Stan for multimodal mixtures—from exponential CPS to linear DP

This post is from Bob

I’ve been thinking about evaluation recently because I’ve been working with colleagues on new samplers, which means evaluating how well they work (more on that soon). This in turn means coming up with target densities on which to evaluate them.

A combinatorial multimodal test case

I wanted something clearly multimodal and hence not log concave. I remember somebody’s paper (help with citation?) used a mixture of four two-dimensional isotropic normals, separated enough to make transition possible, but still a bit difficult. Not to give the game away, but here’s a posterior plot of a sample drawn from Stan—the imbalance in component weights is intentional, as I’ll describe below.

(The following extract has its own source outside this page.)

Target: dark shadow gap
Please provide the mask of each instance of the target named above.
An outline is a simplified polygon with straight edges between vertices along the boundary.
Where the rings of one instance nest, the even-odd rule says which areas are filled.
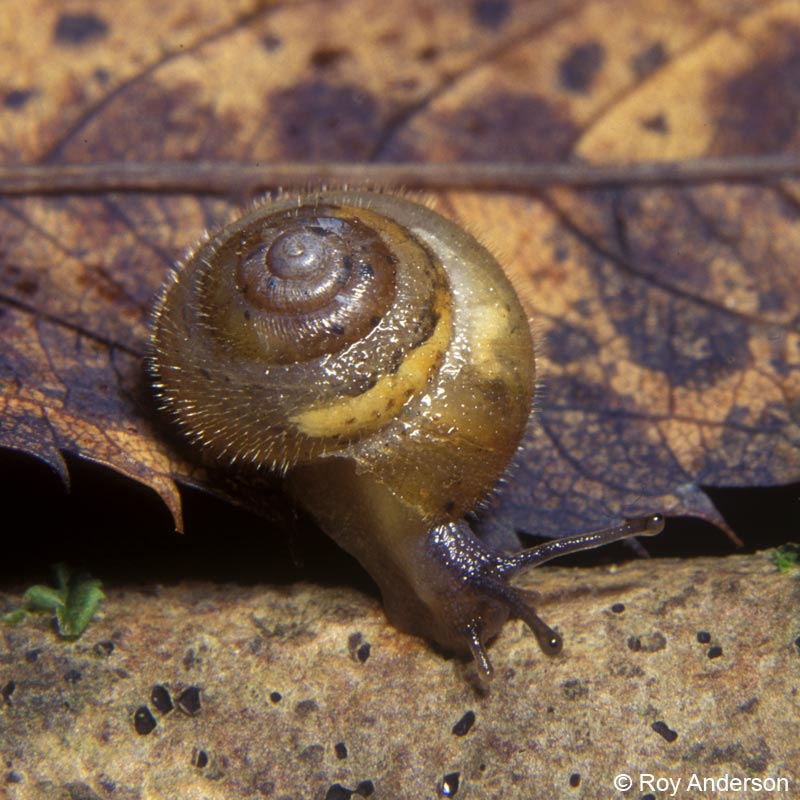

I’m still working on posteriordb with the Stan gang (see the authors of the linked paper) and Inference Gym with Reuben Cohn-Gordon (another linguist by training and programming language geek turned to MCMC), and thought it’d be nice to have something a little more general than just the 2D example. So I got out my notebook, and realized the generalization to D dimensions involves 2^D mixture components that are normal with unit covariance located at the points in {-r, r}^D.

p(y | r) = SUM_{mu in {-r, r}^D} 1/2^D normal(y | mu, I).

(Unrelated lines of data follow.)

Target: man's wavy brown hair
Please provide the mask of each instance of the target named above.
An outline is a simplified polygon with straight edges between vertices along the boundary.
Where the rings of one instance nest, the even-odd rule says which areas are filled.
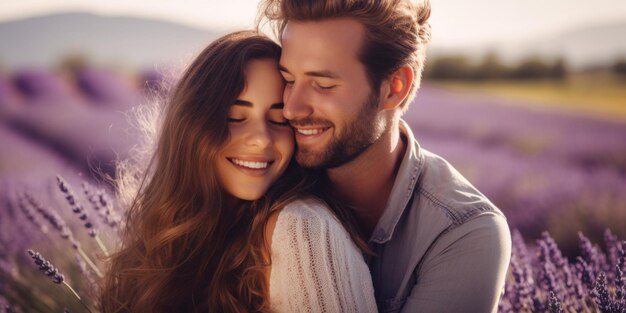
[[[102,281],[102,312],[269,310],[265,226],[272,212],[309,194],[313,180],[292,160],[261,199],[233,207],[212,169],[246,65],[279,56],[269,38],[237,32],[211,43],[184,72]]]
[[[429,0],[263,0],[259,8],[257,27],[269,21],[278,38],[289,21],[354,18],[362,23],[365,39],[359,59],[375,92],[401,66],[413,68],[415,79],[402,103],[403,110],[408,108],[421,83],[431,38]]]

I then generalized to allow setting the probability that Y[d] > 0 to be p in (0, 1) to get a non-uniform mixture. This leads to a slightly more complex density because of the non-uniformity.

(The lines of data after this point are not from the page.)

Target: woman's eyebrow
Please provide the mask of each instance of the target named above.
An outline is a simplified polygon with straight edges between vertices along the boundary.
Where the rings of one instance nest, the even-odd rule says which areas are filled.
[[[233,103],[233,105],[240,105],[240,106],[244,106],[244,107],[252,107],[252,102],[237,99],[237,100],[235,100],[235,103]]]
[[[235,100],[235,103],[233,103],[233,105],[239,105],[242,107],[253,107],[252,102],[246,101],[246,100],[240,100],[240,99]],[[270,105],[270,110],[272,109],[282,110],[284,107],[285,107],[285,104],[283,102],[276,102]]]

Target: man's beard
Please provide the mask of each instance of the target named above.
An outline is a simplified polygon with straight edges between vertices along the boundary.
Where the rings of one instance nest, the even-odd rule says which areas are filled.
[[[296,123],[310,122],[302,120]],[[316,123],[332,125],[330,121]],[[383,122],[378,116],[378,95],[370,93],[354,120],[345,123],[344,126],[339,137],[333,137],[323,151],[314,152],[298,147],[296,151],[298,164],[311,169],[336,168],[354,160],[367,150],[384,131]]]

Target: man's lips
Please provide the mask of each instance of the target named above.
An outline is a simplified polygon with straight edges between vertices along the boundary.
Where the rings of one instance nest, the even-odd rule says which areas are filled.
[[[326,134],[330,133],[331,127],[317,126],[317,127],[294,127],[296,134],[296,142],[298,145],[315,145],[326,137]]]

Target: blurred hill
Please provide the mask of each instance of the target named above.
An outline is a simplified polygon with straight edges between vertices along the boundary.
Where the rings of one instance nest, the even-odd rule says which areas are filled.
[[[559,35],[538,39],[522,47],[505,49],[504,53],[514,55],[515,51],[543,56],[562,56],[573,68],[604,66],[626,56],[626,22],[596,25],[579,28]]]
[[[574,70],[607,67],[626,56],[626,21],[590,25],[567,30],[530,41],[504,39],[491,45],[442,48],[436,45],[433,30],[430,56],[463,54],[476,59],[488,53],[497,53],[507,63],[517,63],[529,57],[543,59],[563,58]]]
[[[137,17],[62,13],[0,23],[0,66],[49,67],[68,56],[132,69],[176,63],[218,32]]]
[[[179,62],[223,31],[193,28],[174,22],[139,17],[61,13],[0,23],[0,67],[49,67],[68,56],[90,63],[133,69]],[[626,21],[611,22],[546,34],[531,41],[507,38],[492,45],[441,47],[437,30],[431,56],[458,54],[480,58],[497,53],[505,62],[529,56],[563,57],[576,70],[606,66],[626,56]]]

p(y | r) = SUM_{mu in {-r, r}^D} binomial(sum(mu == r) | D, p) * normal(y | mu, I).

Coding in Stan with continuation-passing style

So how do we code this in Stan? Obviously it needs to be recursive or at least iterative to deal with the D being unknown at compilation time. Whenever I see recursion, I immediately think of continuation passing style (CPS). So I came up with this Stan program to code a generalization in D dimensions.

functions {
  real mm(vector y, real r, real p, int d, real lp) {
    if (d == 0) {
      return lp;
    }
    real lp1 = mm(y, r, p, d - 1, lp + normal_lpdf(y[d] | r, 1));
    real lp2 = mm(y, r, p, d - 1, lp + normal_lpdf(y[d] | -r, 1));
    return log_mix(p, lp1, lp2);
  }

  real mm_lpdf(vector y, real r, real p, int D) {
    return mm(y, r, p, D, 0);
  }
}
data {
  int D;   // number of dimensions
  real r;  // modes in {-r, r}^D
  real p;  // p = Pr[Y[d] > 0]
}
parameters {
  vector[D] y;
}
model {
  y ~ mm(r, p, D);
}

The log_mix function is defined as follows, but implemented in a more stable way.

log_mix(p, lp1, lp2)
    = log_sum_exp(log(p) + lp1, log(1 - p) + lp2)
    = log(exp(log(p) + lp1) + exp(log(1 - p) + lp2))
    = log(p * exp(lp1) + (1 - p) * exp(lp2)).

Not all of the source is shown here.